Matthew had been called at eight last night. ‘Would you like to come, Mr Aubrete? You might prefer it.’

Or he might not.

Still, he went, to watch his father. Watch the numbers on the faces of the machines slowly creep higher. Blood pressure, pulse.

‘He knows you’re here,’ the nurse had said tonight. ‘He rallies.’

Does he, he thought.

The last few days had been reduced to this empty landscape. Walks down the long corridors with a drink. Daily pacing along the same routes. So much of it at night now. Black coffee. Empty rooms, waiting for the day shift.

Beyond his father’s window, beyond the beech and the sibilant hushing sound of its leaves, beyond the hospital itself, stretched the yellow-on-black panorama of the town. Matthew would press his face to the cold glass. Small country town. Haphazard grid of light. Small landscape of fields stretching away behind the yellow string of illumination.

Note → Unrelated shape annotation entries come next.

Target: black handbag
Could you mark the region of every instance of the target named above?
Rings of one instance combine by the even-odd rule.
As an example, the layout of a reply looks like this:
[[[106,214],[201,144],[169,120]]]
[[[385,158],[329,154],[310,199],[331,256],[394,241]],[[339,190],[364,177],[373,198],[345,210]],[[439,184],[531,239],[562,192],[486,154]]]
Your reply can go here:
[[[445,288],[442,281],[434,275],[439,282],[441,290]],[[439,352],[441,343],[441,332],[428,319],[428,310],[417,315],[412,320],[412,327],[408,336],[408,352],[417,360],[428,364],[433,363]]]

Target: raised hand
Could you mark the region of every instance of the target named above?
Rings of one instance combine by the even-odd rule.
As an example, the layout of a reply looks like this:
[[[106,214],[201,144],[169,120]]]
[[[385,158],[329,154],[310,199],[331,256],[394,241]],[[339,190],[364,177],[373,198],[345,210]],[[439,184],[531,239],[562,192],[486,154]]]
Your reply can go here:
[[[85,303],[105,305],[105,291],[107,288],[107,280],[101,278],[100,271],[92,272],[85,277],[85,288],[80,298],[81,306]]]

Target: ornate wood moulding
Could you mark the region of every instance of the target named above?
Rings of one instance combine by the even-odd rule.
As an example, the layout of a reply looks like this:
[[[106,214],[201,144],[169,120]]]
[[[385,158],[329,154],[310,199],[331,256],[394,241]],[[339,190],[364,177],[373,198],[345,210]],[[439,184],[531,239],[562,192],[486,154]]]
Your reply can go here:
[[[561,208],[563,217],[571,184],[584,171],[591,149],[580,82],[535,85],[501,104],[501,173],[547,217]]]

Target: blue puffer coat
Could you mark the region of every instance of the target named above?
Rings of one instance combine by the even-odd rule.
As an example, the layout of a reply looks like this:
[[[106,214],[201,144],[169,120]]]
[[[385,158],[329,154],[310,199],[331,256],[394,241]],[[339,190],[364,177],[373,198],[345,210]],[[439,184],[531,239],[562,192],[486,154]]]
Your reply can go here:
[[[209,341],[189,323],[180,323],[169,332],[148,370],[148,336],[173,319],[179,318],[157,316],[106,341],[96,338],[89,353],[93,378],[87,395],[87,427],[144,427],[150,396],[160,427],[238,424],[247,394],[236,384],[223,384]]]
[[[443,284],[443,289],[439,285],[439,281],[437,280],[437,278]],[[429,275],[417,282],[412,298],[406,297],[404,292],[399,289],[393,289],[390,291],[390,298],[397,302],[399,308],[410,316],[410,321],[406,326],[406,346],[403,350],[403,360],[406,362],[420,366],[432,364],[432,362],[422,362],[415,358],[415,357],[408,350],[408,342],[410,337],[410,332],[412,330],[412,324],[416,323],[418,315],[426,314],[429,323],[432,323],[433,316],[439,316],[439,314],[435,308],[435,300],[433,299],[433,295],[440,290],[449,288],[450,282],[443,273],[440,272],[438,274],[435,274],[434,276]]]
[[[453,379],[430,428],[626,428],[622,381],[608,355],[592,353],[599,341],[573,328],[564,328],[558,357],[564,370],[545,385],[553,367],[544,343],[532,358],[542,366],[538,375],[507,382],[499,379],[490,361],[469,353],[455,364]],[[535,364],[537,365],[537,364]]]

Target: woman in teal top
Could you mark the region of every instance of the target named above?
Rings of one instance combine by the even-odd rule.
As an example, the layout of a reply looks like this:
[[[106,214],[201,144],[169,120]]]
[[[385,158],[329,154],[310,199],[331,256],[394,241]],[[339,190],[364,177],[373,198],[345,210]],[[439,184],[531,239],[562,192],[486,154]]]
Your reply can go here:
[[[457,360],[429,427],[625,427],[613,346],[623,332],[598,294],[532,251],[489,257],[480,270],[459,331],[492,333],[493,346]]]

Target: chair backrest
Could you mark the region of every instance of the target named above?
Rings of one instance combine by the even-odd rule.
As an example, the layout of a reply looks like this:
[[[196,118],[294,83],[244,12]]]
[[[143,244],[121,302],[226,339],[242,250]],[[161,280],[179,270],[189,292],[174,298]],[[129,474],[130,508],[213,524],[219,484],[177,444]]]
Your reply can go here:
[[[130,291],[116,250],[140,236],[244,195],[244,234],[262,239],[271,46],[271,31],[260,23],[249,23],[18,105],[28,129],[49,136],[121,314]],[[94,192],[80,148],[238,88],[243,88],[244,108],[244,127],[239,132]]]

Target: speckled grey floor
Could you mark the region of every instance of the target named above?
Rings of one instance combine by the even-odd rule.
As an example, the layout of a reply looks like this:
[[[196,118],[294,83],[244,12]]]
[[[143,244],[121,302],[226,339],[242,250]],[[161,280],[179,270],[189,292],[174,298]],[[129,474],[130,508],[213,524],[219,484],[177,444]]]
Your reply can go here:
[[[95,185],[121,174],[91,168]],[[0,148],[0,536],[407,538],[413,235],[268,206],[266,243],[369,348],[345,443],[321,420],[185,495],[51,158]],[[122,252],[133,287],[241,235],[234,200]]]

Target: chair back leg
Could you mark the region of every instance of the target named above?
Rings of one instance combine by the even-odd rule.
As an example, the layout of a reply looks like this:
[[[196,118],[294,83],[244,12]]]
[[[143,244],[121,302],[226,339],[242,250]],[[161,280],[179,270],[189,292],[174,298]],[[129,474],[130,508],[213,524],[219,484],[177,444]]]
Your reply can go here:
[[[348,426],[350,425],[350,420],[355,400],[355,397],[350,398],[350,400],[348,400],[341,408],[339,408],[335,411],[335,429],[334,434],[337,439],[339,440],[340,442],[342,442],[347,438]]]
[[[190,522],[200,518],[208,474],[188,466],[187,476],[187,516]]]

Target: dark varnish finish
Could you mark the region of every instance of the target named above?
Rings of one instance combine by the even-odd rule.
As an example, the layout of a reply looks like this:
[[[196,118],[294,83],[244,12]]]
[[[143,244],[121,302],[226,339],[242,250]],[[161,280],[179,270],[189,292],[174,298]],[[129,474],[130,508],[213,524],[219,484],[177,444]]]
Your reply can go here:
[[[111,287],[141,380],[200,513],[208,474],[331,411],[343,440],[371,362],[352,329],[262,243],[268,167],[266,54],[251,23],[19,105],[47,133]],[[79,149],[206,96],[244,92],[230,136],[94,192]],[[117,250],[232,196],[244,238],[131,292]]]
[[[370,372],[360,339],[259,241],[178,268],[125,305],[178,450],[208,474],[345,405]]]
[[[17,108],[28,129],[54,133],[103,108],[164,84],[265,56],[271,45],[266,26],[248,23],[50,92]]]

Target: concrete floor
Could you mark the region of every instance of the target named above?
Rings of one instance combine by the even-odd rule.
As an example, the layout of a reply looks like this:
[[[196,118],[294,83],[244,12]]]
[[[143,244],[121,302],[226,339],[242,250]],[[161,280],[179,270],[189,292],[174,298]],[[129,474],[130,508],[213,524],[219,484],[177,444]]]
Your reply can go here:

Matthew picked up the mobile phone from the seat now, and dialled Anna’s number. He heard the machine answer. Her terse voice. Yet, just as he hung up, he thought he heard the handset picked up. He hesitated, then decided against redialling. After all, what time was it? Two in the morning. No need to wake her. Not yet.

He switched on the ignition, put the Shogun into gear, and swung out.

He drove home on the lower road, and so never saw the police standing guard at Anna’s gate.

‘You can’t even tell us her name?’ the Chief Inspector asked.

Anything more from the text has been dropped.